# Asus VW222u



## guna7 (18. Oktober 2008)

Hi,

bin auf der Suche nach einem 22" Monitor. Habe mir nun den BenQ G2110W geholt (Preis/Leistungssieger in der PCGH). Ich werde den aber wieder zurück geben, weil 
bei  ihm ein stetiges Pfeifen zu hören ist. Nervt total! Wollte mal wissen, wer von euch evtl. den Asus VW222U sein Eigen nennt und wie ihr damit zufrieden seit! Vor allem beim Spielen und bei der Darstellung von Schriften.


----------



## pixelflair (18. Oktober 2008)

Also ich hab den o.g. Monitor jetzt nen knappen Monat und bin damit super mega zufrieden  Klares Schriftbild, kleine Schlieren in Spielen nichts.

Beim Schriftbild hatte ich quasi nen extremtest (letzten 3 Wochen meiner Diplomarbeit) und ich kann vergleich ziehen zu nem 940BF von Samsung und nem ACER 19" aus der Arbeit und da is der Asus definitiv der beste bei!

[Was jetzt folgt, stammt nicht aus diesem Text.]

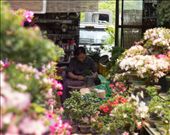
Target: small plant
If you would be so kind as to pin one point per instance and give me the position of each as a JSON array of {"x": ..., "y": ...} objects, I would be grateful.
[{"x": 80, "y": 109}]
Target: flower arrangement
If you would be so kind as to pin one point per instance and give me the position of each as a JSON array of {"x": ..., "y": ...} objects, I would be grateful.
[
  {"x": 118, "y": 87},
  {"x": 22, "y": 44},
  {"x": 81, "y": 109},
  {"x": 147, "y": 59},
  {"x": 119, "y": 113},
  {"x": 28, "y": 93},
  {"x": 157, "y": 40},
  {"x": 145, "y": 66}
]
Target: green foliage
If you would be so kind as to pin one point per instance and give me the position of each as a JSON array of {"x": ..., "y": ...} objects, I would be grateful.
[
  {"x": 111, "y": 31},
  {"x": 78, "y": 107},
  {"x": 116, "y": 53},
  {"x": 25, "y": 45},
  {"x": 160, "y": 108},
  {"x": 122, "y": 117},
  {"x": 32, "y": 85},
  {"x": 163, "y": 12},
  {"x": 151, "y": 90}
]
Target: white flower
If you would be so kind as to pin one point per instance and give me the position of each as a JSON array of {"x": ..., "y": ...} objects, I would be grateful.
[
  {"x": 21, "y": 86},
  {"x": 30, "y": 126}
]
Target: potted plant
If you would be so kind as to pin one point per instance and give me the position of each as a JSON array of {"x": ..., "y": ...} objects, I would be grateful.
[
  {"x": 120, "y": 114},
  {"x": 80, "y": 109}
]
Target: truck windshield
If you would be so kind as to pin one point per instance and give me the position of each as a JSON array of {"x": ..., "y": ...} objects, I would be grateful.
[{"x": 93, "y": 36}]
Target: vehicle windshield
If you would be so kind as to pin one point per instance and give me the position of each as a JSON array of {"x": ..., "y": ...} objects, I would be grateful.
[{"x": 93, "y": 36}]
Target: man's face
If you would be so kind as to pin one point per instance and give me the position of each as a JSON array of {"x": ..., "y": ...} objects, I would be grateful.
[{"x": 81, "y": 57}]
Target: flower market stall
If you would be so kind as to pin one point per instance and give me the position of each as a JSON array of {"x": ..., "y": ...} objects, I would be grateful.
[
  {"x": 30, "y": 88},
  {"x": 136, "y": 95},
  {"x": 137, "y": 99}
]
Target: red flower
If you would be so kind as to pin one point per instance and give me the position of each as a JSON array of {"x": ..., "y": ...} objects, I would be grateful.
[
  {"x": 105, "y": 108},
  {"x": 59, "y": 93}
]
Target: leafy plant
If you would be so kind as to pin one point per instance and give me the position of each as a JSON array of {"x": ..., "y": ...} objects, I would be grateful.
[
  {"x": 163, "y": 12},
  {"x": 78, "y": 107},
  {"x": 25, "y": 45}
]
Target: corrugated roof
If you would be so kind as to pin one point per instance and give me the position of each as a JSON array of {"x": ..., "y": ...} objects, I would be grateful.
[{"x": 55, "y": 6}]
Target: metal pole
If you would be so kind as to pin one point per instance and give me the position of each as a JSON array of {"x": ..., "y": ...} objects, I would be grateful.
[{"x": 117, "y": 24}]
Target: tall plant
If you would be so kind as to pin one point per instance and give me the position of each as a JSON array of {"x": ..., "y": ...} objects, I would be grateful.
[{"x": 25, "y": 45}]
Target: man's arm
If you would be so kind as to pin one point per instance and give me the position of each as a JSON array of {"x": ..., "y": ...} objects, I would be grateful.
[{"x": 76, "y": 77}]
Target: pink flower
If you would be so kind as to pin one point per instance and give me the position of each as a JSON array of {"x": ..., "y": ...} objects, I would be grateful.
[
  {"x": 161, "y": 56},
  {"x": 28, "y": 15},
  {"x": 12, "y": 129},
  {"x": 56, "y": 85},
  {"x": 125, "y": 133},
  {"x": 59, "y": 93}
]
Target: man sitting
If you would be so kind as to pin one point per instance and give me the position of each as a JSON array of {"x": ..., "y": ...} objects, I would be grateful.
[{"x": 81, "y": 72}]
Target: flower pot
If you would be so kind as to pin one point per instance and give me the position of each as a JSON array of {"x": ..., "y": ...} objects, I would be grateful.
[
  {"x": 84, "y": 129},
  {"x": 74, "y": 128}
]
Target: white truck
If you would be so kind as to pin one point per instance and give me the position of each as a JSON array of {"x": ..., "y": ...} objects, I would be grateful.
[{"x": 93, "y": 32}]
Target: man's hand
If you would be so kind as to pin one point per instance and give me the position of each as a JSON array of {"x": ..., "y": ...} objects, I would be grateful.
[
  {"x": 80, "y": 78},
  {"x": 95, "y": 75}
]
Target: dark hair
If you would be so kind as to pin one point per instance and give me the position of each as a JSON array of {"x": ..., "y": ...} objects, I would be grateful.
[{"x": 79, "y": 50}]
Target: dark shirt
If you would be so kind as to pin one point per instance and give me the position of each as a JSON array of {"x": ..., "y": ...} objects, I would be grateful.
[{"x": 82, "y": 68}]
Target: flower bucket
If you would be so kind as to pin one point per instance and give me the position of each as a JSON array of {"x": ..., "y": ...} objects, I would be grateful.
[{"x": 84, "y": 129}]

Kontrastverhältnis is auch super. Also ich kann ihn dir nur empfehlen


----------



## guna7 (18. Oktober 2008)

sky2k4 schrieb:


> Klares Schriftbild, *kleine* Schlieren in Spielen nichts.
> 
> 
> Also ich kann ihn dir nur empfehlen


Danke! Aber meintest du *kleine* oder *keine* Schlieren?


----------



## beatmaster (18. Oktober 2008)

klare Kaufempfehlung!

*keine* Schlieren (Crysis & Co.) oder Sonstiges!


----------



## guna7 (19. Oktober 2008)

beatmaster schrieb:


> klare Kaufempfehlung!
> 
> *keine* Schlieren (Crysis & Co.) oder Sonstiges!


Hört sich gut an, danke! 

Sonst noch jemand?


----------



## guna7 (13. November 2008)

*Für alle, die sich auch für den Asus VW222U interessieren
*

*Ein 22“ Monitor sollte es sein!*

  Wie ich oben schon geschrieben habe, habe ich mir den BenQ G2110W geholt. Ein Preis/Leistungsknaller! Allerdings wies der ein, für meine Verhältnisse, unerträgliches Pfeifen auf. Also zurück geschickt und den Asus VW222U geholt.

*Verpackung:*
  Verpackt war er in einer großen Pappschachtel, geschützt durch Styropor. Die ganzen Kabel waren noch in Kunststofftüten eingepackt. Schon das Auspacken war angenehmer als beim BenQ. Dieser musste samt Styropor auf der schmalen Seite des Kartons herausgezogen werden. Beim Asus gestaltete sich das einfacher: einfach die beiden Hälften der breiten Seite aufklappen, Styropordeckel abnehmen. Der Monitor konnte jetzt, flach vor mir liegend, aus dem Karton entnommen werden.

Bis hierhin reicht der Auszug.